Ill. by Connah Brecon. Random House Australia, 2017. ISBN 9780143781509
(Age: 5-8) Recommended. 'I, The Wolf, am sick of being the bad guy. I'm taking over this book.'
Wolfie is cross, more than a little peeved with the negative portrayal of wolf's characteristics and actions in fairytales. In Wolfie An Unlikely Hero, the narrator repeatedly tries to move the narrative down a familiar path, but Wolfie steps in and strongly opposes these introductions. He enjoys the build up of characteristics - he is sleek and strong, perfectly nice, however he does not sneak up on innocent rabbits and sweet little piglets. He takes over the storytelling and informs the reader he's really a hero who rescued his cousin from drowning. This a battle of wits, the narrator will not stop with the conventional storyline, and once more the tale shows the wolf sneaking up on the chicken coop ready for a midnight snack.
Finally the story changes, the perfectly nice, brave wolf races across the 'rivers of ravenous crocs to rescue the princess held in a high tower'. Will this be a perfect fairytale ending? Wolfie pleads to be written as a different character, perhaps a wolf in shining armour. With a delightful and unsuspected ending, Wolfie is granted his wish, to be part of a rescue!
Deborah Abela's hilarious story is perfect for sharing at story time as her style of writing with the back and forth banter between Wolfie and the narrator is fabulous to read aloud.
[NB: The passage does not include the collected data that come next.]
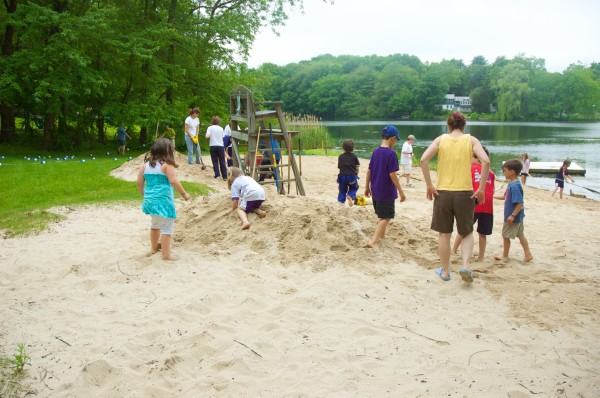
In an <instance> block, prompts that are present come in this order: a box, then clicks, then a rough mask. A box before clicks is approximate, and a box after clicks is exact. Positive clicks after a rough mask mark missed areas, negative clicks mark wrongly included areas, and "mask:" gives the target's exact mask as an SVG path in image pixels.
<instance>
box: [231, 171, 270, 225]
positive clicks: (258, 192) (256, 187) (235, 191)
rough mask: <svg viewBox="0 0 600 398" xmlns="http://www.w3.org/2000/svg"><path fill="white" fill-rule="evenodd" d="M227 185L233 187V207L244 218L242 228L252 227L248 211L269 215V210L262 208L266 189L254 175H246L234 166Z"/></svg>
mask: <svg viewBox="0 0 600 398" xmlns="http://www.w3.org/2000/svg"><path fill="white" fill-rule="evenodd" d="M227 186H228V187H229V189H231V201H232V206H233V207H232V208H233V210H236V209H237V212H238V216H239V217H240V220H242V229H248V228H250V222H249V221H248V213H256V214H257V215H258V216H259V217H260V218H265V217H266V216H267V212H266V211H264V210H261V209H260V206H261V205H262V203H263V202H264V201H265V190H264V189H263V188H262V187H261V186H260V184H259V183H258V182H256V181H255V180H254V179H253V178H252V177H248V176H245V175H243V173H242V170H240V169H239V168H237V167H232V168H231V169H230V171H229V178H227Z"/></svg>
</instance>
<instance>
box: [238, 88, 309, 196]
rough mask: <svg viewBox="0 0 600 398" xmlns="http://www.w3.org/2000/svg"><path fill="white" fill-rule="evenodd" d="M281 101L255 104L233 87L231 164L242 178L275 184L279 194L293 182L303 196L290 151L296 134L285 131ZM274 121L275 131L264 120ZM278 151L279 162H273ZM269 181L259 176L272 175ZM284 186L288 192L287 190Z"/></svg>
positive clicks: (252, 99)
mask: <svg viewBox="0 0 600 398" xmlns="http://www.w3.org/2000/svg"><path fill="white" fill-rule="evenodd" d="M281 104H282V101H265V102H258V103H255V102H254V98H253V96H252V92H251V91H250V90H249V89H248V88H246V87H244V86H235V87H234V88H233V90H232V92H231V96H230V106H229V108H230V115H231V120H232V121H233V123H232V125H233V126H231V138H232V140H231V142H232V147H233V151H232V152H233V153H232V161H233V165H234V166H235V167H239V168H240V169H241V170H242V171H243V172H244V174H245V175H248V176H251V177H252V178H254V179H255V180H259V182H260V183H261V184H271V183H273V184H275V185H276V187H277V192H279V193H280V194H286V192H287V193H291V192H290V190H291V188H290V187H291V184H292V183H294V185H295V187H296V193H297V194H299V195H302V196H305V195H306V193H305V192H304V185H303V184H302V176H301V175H300V170H299V169H298V165H297V163H296V158H295V156H294V151H293V142H294V137H295V136H296V135H297V134H298V132H297V131H288V129H287V127H286V125H285V117H284V115H283V111H282V109H281ZM267 105H268V106H271V107H273V108H274V109H270V110H264V109H260V107H261V106H267ZM271 120H272V121H275V120H276V121H277V123H278V125H279V128H278V129H274V128H272V127H271V123H269V125H268V127H267V125H266V124H265V122H267V121H271ZM239 123H245V124H246V126H247V127H246V128H245V129H244V130H242V129H240V126H239ZM278 147H279V148H280V149H279V151H280V153H281V159H280V161H279V162H276V160H275V153H276V152H277V151H278V149H277V148H278ZM273 148H275V150H273ZM261 153H268V154H269V157H270V159H269V160H270V164H264V163H266V162H265V160H266V159H263V156H262V155H261ZM271 175H272V177H273V178H272V179H269V180H267V179H264V180H263V181H260V180H261V176H263V177H266V176H271ZM286 184H287V190H286Z"/></svg>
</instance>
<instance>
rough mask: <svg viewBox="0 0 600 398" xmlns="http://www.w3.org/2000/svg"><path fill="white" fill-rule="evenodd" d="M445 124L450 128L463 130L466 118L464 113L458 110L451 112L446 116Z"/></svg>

Connah Brecon's over-the-top stylised illustrations perfectly show Wolfie's character, and his sleek physique, turned up nose and matchstick arms with bulging muscles. His comic fairytale settings are fun to explore. They show the range of emotions felt by the main character and his potential victims, and the princess shows her own strength of character refusing the wolf's help.
Deborah Abela's Wolfie story supports the Year 1 - Year 3 English Curriculum with its persuasive text, and through investigating the representation of ideas in picture books.